Different parts of the spectrum serve different health purposes. X-rays have been in routine use in medical care for over a century, being used 6 months after Roentgen’s discovery to identify bullets in wounded soldiers. Other segments of the spectrum are not as often considered for their utility in medicine, yet those uses are no less essential for healthcare to function. For example, radio waves are still utilized by many health systems using pager systems. They still have advantages over cellphones as they can travel (relatively) long distances and pass through solid objects like buildings and trees, and even receive messages in hospital basements and through lead-lined walls in radiology departments. Microwaves have higher data rates than radio waves and are often used for satellite communications, internet access, and other communications. Microwave energy has also been used in medical treatments for over 40 years, and there are a number of applications in use including tissue ablation, and also in applications such as sterilization. Infrared is of course closely associated with heat sources, and is widely applied in noncontact thermometers, and in screening equipment in waiting rooms and entrances to facilities. Infrared light can be used to help treat conditions such as pain and is widely used as part of rehabilitation therapy, and by others to aid in wound and tissue healing.

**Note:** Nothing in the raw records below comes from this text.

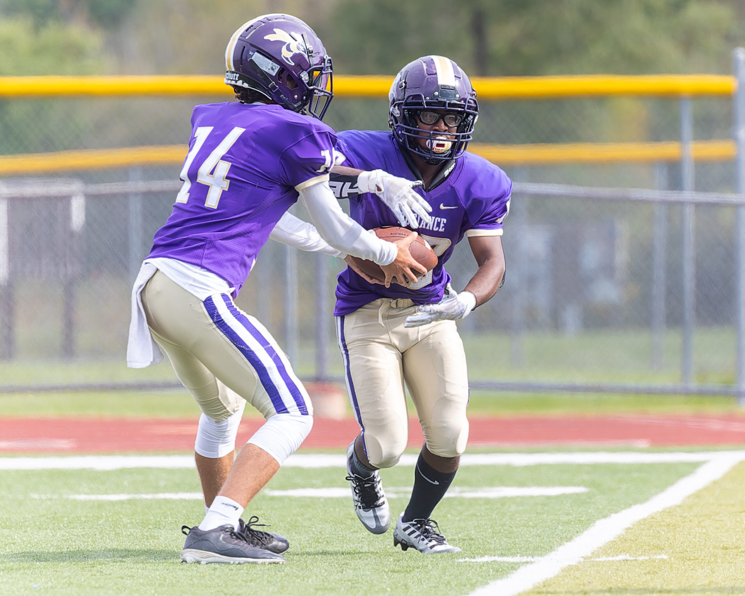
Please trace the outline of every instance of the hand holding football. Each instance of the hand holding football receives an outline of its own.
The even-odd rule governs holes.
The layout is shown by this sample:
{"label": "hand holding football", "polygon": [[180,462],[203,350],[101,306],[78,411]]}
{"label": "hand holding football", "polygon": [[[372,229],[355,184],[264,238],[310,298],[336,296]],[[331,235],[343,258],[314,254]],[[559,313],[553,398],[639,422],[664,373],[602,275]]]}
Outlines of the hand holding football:
{"label": "hand holding football", "polygon": [[[375,228],[372,231],[375,232],[378,238],[387,240],[389,242],[395,242],[397,240],[401,240],[414,233],[410,229],[396,226]],[[413,242],[409,245],[409,253],[413,259],[426,268],[428,271],[432,270],[434,266],[437,264],[437,255],[434,254],[432,247],[422,236],[417,235]],[[357,267],[370,277],[373,277],[381,282],[385,280],[385,273],[383,273],[383,270],[377,263],[351,256],[349,258],[355,261],[355,264]]]}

It has also been adopted in some surgical systems to help visualize blood vessels and tissue perfusion, with the ability to discern relative levels of perfusion and blood flow, and so has applications from disciplines as varied as reconstructive surgery and cancer surgery, to stroke care and vascular surgery. Gamma rays are also familiar to the practicing urologist, as many will have had questions from patients on the “gamma-knife” surgeries performed by radiation oncology colleagues. Gamma rays have the shortest wavelengths and greatest energy on the electromagnetic spectrum, and owing to their properties, are widely used in tissue destruction (or radiation therapy). Gamma rays when administered in sufficient doses are also lethal to prions, viruses, bacteria, and other microorganisms, and so are also used to sterilize medical equipment. Gamma rays are also used in nuclear medical imaging techniques such as positron emission tomography (PET) imaging.

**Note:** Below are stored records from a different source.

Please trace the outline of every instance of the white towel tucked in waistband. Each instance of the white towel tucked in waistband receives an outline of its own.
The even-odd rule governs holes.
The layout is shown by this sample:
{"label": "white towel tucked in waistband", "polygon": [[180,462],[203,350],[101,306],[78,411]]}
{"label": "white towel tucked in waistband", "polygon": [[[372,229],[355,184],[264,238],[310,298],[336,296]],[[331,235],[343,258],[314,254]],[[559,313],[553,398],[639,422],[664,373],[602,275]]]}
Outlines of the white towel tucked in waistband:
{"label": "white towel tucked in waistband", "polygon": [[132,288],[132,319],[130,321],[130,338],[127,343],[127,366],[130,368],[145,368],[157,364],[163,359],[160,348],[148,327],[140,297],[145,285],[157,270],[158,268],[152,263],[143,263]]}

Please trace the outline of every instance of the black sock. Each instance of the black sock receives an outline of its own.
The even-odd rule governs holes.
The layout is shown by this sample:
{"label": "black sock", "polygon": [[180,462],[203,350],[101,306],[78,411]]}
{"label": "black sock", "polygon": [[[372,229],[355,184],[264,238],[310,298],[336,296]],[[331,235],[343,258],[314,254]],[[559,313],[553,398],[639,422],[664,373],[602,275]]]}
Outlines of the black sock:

Risks of electromagnetic radiation to patients—long-term exposure to different parts of the spectrum
This section briefly addresses what is known of the health effects of exposure to electromagnetic radiation, as there is ongoing concern among the general public. While the effects of exposure to gamma rays, X-rays, ultraviolet, visible light, and infrared light and their role in disease and medical applications are better understood, those of longer wavelengths are usually the subject of public concern. In response to these concerns, the International EMF Project was launched. It is a research initiative of the World Health Organization (WHO). The project was established in 1996 in response to public concern about possible health effects of exposure to electromagnetic fields (EMFs). The project’s objective is to assess the scientific evidence of possible health effects of EMF in the frequency range from 0 to 300 GHz—in other words, as far along the spectrum as microwaves ( Fig. 4.1 ).